Search X

Name/description claim real-time X search via Grok/xAI and the package only asks for an xAI API key and optionally reads a local clawdbot config for the same key. The code calls api.x.ai/v1/responses with an x_search tool payload — consistent with the stated purpose.

SKILL.md instructs running the bundled Node script and setting XAI_API_KEY (or the clawdbot config) which the script uses. A static scan flagged a 'system-prompt-override' pattern; this skill intentionally constructs a system prompt (payload.input) for the x_search tool when calling the Responses API, which explains the finding. There is no instruction to read unrelated files or to transmit data to endpoints other than api.x.ai.

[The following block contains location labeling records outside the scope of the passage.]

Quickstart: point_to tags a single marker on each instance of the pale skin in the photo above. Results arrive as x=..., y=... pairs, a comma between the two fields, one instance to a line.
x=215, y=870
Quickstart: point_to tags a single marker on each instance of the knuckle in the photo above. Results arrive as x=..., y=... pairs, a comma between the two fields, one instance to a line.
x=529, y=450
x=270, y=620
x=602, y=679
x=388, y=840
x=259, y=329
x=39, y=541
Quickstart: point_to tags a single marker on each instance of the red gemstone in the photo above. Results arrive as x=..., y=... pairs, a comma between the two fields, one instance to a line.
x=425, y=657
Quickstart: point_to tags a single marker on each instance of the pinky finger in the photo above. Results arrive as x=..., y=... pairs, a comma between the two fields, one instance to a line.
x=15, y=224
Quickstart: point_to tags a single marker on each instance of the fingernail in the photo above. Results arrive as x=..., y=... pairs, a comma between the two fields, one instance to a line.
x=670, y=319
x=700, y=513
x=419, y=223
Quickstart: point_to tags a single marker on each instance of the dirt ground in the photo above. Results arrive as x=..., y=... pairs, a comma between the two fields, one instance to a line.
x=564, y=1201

No install spec; the skill is instruction-only plus a small local JS script. There are no downloads from untrusted URLs, no extract operations, and no package installs performed by the skill at runtime.

Only XAI_API_KEY is required (declared as primary). The script also respects optional SEARCH_X_MODEL and SEARCH_X_DAYS. It will attempt to read ~/.clawdbot/clawdbot.json to find a stored apiKey as a convenience fallback — this is consistent with its purpose but means it will read that config file if present.

The skill does not request permanent inclusion (always=false), does not modify other skills or system-wide settings, and does not write persistent data. It only reads a local config file if present.